Plugins and marketplaces — bundling it all for sharing

A plugin packages these extension types into one shareable unit: skills, subagents, hooks, MCP server configurations, slash commands, and more, described by a plugin.json manifest. Installing a plugin lights up everything inside it at once, and skills within a plugin are namespaced (/plugin-name:skill-name) so they never collide.

Plugins are distributed through marketplaces — catalogs hosted on GitHub, another Git service, or a local path. An official Anthropic marketplace is available out of the box; teams can also run private marketplaces from a repository. In harness terms, plugins are how one team's carefully tuned tool interface, memory, and guardrails become another team's turnkey setup.

Permission modes — dialing safety against friction

Claude Code's safety layer is primarily policy: permission modes that set how often it pauses to ask. Documented modes include default (reads run freely, most actions ask), plan (read-only exploration), acceptEdits (file edits and common filesystem commands run without prompting), auto (broad autonomy with background safety checks), and bypassPermissions (no prompts — intended only for isolated containers or VMs).

On top of the mode, fine-grained rules in settings.json pre-approve or forbid specific actions using an allow/ask/deny list with a Tool(pattern) syntax — for instance allowing Bash(npm test) while denying Bash(rm *). The auto mode adds a background classifier that inspects actions before they run and blocks anything that escalates beyond the request or looks driven by hostile content, and certain sensitive paths are protected from auto-approval unless permissions are fully bypassed.

CLAUDE.md project memory — layered, persistent context

Persistent context in Claude Code lives in CLAUDE.md files loaded at the start of every session. They form a hierarchy that is concatenated rather than overridden: an organization-managed policy file, a user file at ~/.claude/CLAUDE.md for personal preferences across all projects, a project file checked into the repo for team conventions, and a local file for personal project-specific notes. Files are walked up from the working directory to the repository root, and — crucially — CLAUDE.md survives context compaction, so its guidance is re-injected after older conversation is summarized away.

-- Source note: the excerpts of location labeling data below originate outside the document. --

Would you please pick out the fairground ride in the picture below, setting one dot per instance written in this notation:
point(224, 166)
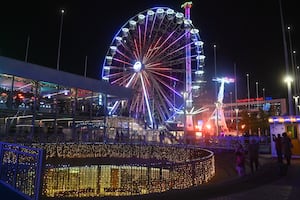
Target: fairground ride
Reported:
point(159, 54)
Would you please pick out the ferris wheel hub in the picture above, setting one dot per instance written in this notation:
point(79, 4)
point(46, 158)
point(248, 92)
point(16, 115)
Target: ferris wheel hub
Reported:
point(137, 66)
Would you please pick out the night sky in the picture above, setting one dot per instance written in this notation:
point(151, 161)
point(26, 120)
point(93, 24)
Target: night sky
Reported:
point(247, 33)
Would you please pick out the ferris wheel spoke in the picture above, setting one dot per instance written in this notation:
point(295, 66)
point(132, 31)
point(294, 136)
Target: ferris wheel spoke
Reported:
point(123, 80)
point(164, 75)
point(152, 49)
point(148, 55)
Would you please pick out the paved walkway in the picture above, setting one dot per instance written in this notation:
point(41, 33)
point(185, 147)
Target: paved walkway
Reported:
point(265, 184)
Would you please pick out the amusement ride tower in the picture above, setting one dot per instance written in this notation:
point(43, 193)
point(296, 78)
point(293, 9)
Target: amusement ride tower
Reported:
point(218, 114)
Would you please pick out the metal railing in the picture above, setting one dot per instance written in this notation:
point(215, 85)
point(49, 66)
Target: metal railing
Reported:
point(21, 169)
point(141, 169)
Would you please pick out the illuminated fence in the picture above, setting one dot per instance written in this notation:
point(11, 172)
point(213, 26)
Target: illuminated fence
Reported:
point(149, 169)
point(21, 169)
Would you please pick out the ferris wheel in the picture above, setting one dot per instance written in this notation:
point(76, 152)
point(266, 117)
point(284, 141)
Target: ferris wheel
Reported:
point(149, 55)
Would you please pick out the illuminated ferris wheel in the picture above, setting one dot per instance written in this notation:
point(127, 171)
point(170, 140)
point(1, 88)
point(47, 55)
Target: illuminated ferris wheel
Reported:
point(149, 54)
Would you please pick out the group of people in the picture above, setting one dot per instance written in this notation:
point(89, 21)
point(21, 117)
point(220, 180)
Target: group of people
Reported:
point(283, 146)
point(253, 152)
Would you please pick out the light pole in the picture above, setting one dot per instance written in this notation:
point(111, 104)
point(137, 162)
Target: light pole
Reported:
point(59, 40)
point(256, 86)
point(296, 98)
point(215, 62)
point(231, 106)
point(185, 96)
point(288, 80)
point(236, 121)
point(292, 57)
point(248, 92)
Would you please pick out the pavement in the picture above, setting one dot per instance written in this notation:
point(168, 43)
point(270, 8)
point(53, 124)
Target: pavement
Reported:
point(264, 184)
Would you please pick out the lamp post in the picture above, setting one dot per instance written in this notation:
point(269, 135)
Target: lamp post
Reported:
point(236, 121)
point(288, 80)
point(231, 106)
point(248, 92)
point(215, 62)
point(59, 40)
point(296, 98)
point(185, 96)
point(256, 86)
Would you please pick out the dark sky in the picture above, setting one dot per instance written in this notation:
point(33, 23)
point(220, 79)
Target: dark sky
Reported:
point(247, 33)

An @path import syntax lets one memory file pull in others inline, keeping instructions modular. The documentation also describes an automatic memory that accumulates learnings over time as a complement to the hand-written CLAUDE.md. Together these give the model a stable base of project knowledge that does not have to be re-explained each session.

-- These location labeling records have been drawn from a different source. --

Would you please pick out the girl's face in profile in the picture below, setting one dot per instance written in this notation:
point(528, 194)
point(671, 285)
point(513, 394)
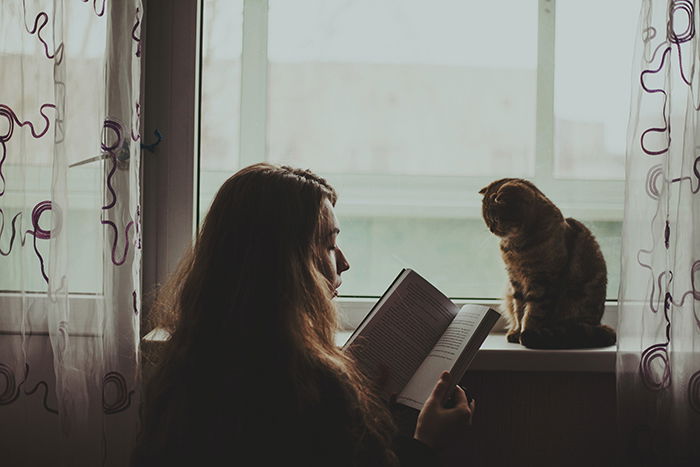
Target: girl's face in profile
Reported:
point(332, 260)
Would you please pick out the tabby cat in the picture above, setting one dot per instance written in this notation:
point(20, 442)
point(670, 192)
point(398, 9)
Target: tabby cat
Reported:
point(557, 273)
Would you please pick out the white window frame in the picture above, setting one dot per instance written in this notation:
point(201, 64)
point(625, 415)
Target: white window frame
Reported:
point(171, 179)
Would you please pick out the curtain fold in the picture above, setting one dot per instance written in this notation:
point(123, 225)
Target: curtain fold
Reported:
point(69, 231)
point(658, 362)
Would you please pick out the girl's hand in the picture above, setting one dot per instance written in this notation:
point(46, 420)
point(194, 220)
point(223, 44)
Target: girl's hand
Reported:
point(438, 426)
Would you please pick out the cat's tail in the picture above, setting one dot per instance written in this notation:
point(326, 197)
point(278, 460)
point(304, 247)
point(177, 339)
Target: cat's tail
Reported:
point(573, 335)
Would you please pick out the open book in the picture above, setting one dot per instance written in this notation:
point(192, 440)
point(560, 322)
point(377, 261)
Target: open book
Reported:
point(413, 334)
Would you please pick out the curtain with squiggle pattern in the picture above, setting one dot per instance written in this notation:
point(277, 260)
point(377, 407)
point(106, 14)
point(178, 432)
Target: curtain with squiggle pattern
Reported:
point(70, 240)
point(658, 363)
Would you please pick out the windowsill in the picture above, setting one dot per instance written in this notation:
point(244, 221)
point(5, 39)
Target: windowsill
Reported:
point(497, 354)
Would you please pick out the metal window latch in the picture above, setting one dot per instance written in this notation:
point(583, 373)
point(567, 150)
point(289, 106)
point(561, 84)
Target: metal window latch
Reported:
point(123, 153)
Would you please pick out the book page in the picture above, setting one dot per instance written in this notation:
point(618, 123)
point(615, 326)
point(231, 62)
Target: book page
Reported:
point(443, 356)
point(400, 331)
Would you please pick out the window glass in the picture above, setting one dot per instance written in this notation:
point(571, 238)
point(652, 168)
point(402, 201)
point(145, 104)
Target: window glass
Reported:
point(410, 107)
point(592, 86)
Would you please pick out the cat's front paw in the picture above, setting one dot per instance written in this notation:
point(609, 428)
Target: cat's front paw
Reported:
point(513, 337)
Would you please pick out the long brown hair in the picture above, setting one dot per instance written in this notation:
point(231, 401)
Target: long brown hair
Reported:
point(252, 324)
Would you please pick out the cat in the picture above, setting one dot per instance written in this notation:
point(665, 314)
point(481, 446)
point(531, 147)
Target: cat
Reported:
point(557, 273)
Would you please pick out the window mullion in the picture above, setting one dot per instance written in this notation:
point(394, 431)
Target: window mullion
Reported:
point(253, 121)
point(544, 137)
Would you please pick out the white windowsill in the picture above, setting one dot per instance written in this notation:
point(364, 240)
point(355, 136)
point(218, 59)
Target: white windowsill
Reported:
point(496, 354)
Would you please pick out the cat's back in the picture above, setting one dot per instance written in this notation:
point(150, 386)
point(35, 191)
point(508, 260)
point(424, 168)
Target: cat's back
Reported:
point(583, 248)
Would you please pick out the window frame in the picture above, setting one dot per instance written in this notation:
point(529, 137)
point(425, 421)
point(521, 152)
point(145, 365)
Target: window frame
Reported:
point(171, 181)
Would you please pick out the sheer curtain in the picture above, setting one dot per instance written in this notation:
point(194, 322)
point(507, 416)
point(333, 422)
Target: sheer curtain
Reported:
point(658, 363)
point(69, 231)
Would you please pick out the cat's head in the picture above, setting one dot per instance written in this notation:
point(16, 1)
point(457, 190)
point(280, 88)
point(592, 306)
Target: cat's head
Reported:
point(511, 205)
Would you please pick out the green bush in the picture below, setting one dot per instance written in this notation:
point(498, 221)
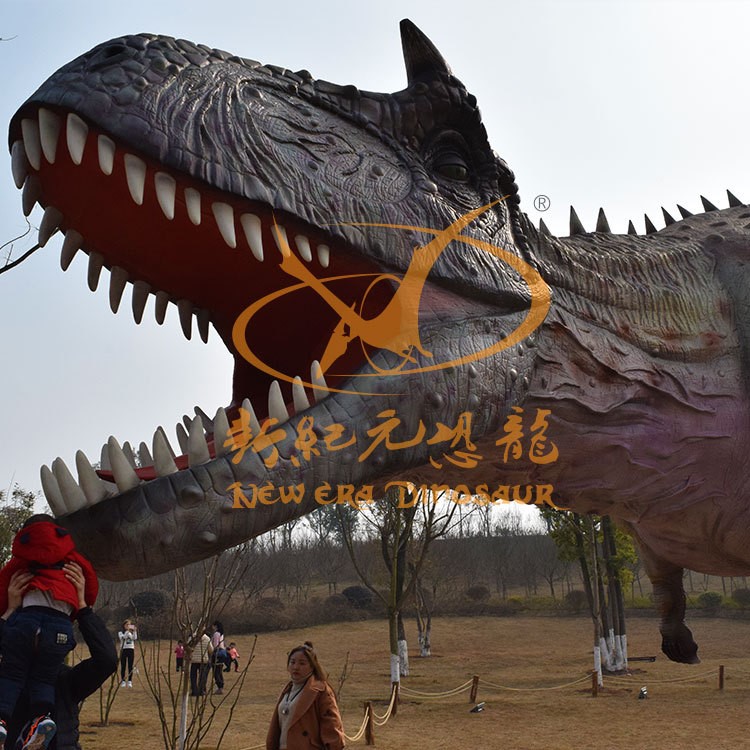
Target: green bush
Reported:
point(742, 597)
point(358, 596)
point(478, 593)
point(147, 603)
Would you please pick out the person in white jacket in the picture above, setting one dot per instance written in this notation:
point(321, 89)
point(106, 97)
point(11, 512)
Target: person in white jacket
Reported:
point(128, 636)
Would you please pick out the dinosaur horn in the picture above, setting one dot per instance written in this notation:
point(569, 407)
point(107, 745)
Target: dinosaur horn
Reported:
point(422, 59)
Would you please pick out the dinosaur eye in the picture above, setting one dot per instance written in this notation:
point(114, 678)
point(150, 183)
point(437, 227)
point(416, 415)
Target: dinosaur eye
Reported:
point(449, 160)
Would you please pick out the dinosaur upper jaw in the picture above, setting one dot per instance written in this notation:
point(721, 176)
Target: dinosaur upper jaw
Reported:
point(167, 235)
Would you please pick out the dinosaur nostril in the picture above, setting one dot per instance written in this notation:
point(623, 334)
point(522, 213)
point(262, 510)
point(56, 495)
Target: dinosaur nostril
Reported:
point(113, 50)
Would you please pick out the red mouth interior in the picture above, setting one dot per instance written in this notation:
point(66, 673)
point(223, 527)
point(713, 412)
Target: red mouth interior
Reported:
point(193, 262)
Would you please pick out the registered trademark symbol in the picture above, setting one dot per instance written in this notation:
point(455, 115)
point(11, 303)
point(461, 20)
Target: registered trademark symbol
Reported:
point(541, 203)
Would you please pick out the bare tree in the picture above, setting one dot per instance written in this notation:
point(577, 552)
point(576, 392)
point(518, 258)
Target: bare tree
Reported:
point(200, 594)
point(405, 523)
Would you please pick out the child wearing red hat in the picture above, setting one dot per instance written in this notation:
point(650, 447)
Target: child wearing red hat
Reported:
point(39, 635)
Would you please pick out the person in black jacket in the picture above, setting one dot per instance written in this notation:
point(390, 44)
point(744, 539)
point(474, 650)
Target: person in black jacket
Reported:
point(73, 683)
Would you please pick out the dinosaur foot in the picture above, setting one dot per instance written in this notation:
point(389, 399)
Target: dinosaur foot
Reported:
point(678, 644)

MCP — extending the tool interface itself

The Model Context Protocol (MCP) is an open standard that lets Claude Code connect to external servers exposing extra tools, read-only resources, and reusable prompts. Servers can be attached over several transports — a local stdio subprocess, or hosted HTTP, SSE, and WebSocket connections — and configured at local, project, or user scope (a project-scoped .mcp.json shares servers with teammates).

MCP is where the tool interface stops being fixed. A GitHub server, a browser-automation server, or an internal API server all appear to the model as new tools alongside the built-ins. To keep this from bloating the window, MCP tool definitions are loaded on demand rather than all upfront — the same progressive-disclosure discipline seen with skills, now applied to third-party tools.

The pattern underneath

Step back and a consistent philosophy emerges. Capabilities are disclosed progressively — skills and MCP tools announce themselves cheaply and load fully only when used. Configuration is layered across enterprise, user, project, and local scopes with clear precedence, so both central governance and personal tweaks coexist. Heavy work is isolated into subagents to protect the main context. And control is split between the model's judgment and deterministic hooks and permission rules that do not depend on it. Hold that pattern in mind: the next chapter shows a different set of answers to the very same four questions.